October / November 2009 Graduating Class
Meet some members of our recent student class.
- Molly Adams and Gwenyth
- Douglas Bruso and Chaz
- Sandy Burgess and Ella
- Dorothy Denny and Gandolf
- Catherine Flesher and Dana
- Ruth Ann Gurney and Nemo
- Joseph Harris and Herbert
- Tracey and Mystic
- Katie Mawby and Lennon
- Teddy Rende and Robinson
- Nichoel Schlender and Eleni
- Kathleen Sweet and Garfield
- Frank Toscano and Donovan
And many thanks to our instructors:
- Miranda Beckmann, Class Supervisor
- Kathryn Klaus, Class Instructor
- Erik Wright, Class Instructor
- Jean Kolor, Support Instructor
- Graham Buck, ACTION Instructor
- Caryn Fellows, Instructor Assistant
Molly Adams and Gwenyth (not profiled)
Douglas Bruso and Chaz
Ohio resident Doug Bruso was diagnosed with retinitis pigmentosa in kindergarten, and his sight has steadily decreased throughout his lifetime. In early 2007, Doug accidently crossed an intersection with a bus approaching. Concerned bystanders yelled for him to get out of the way, and Doug dove towards the curb. He wasn’t injured, but the incident forced him to think carefully about his safety when traveling. At the urging of his family, he applied for a guide dog from Guiding Eyes.
Being matched with Golden retriever Chaz was a fateful moment. Doug has always loved Goldens; his own retriever passed away only two years ago. Already, he can feel the effects of his new companion. In just these first few weeks, Chaz has provided a quality of life and independence that has Doug eagerly looking forward to the future.
Doug returns home to his wife and daughter, and to his successful vending machine company. In his spare time, he enjoys poker, gardening, and playing guitar and harmonica.
Sandy Burgess and Ella
Sandy, who is 58 and lives in Massachusetts, came to Guiding Eyes this autumn for her fifth dog, Ella. She’s been with us since she was 19 years old, when she decided to make the switch from cane to guide dog. She qualified for our Special Needs Program, because she has other medical issues to contend with in addition to blindness. Because of this, she initially thought that she would be her ineligible for a guide dog. A fellow guide dog user put her in touch with Guiding Eyes, and the rest, as they say, is history.

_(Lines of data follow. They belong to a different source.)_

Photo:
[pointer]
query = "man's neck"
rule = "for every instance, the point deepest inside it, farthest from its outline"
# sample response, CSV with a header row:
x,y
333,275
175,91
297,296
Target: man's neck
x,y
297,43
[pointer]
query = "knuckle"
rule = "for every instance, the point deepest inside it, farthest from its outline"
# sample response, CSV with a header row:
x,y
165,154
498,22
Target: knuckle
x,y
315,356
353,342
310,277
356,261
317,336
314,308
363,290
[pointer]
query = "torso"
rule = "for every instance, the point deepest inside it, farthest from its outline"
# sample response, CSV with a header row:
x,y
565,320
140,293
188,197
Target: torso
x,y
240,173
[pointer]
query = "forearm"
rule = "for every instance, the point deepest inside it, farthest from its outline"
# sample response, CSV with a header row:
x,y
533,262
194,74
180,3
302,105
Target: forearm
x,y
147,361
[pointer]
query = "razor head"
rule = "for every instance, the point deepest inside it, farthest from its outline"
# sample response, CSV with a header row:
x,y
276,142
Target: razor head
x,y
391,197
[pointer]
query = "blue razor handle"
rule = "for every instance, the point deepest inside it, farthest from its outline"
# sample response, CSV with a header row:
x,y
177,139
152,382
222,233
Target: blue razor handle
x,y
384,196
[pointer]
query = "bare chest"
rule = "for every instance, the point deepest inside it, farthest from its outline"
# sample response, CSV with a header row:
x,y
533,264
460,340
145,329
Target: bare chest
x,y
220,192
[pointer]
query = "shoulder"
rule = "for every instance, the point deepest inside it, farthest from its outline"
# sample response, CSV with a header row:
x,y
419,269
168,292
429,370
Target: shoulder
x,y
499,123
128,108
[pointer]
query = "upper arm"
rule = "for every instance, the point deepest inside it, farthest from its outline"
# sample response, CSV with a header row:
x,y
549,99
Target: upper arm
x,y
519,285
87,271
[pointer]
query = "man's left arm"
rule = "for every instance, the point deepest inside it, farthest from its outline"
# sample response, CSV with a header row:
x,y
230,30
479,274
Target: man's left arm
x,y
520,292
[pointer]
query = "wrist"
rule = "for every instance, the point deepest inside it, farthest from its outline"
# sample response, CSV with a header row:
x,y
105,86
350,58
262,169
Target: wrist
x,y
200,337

Sandy is challenged with hearing loss, and has a different degree of hearing in each ear. Thus, she can’t use sound to navigate, and she is not a good judge of traffic patterns. Guiding Eyes dogs are trained in “intelligent disobedience.” They will override their handler’s command if they feel it might put their handler in danger. Sandy depends on Ella for this on a regular basis.
Sandy also has balance issues, and uses a “quad cane,” which is a cane with four small “legs” on the end, to help her. Ella has been trained to clear both Sandy and Sandy’s cane on her right side.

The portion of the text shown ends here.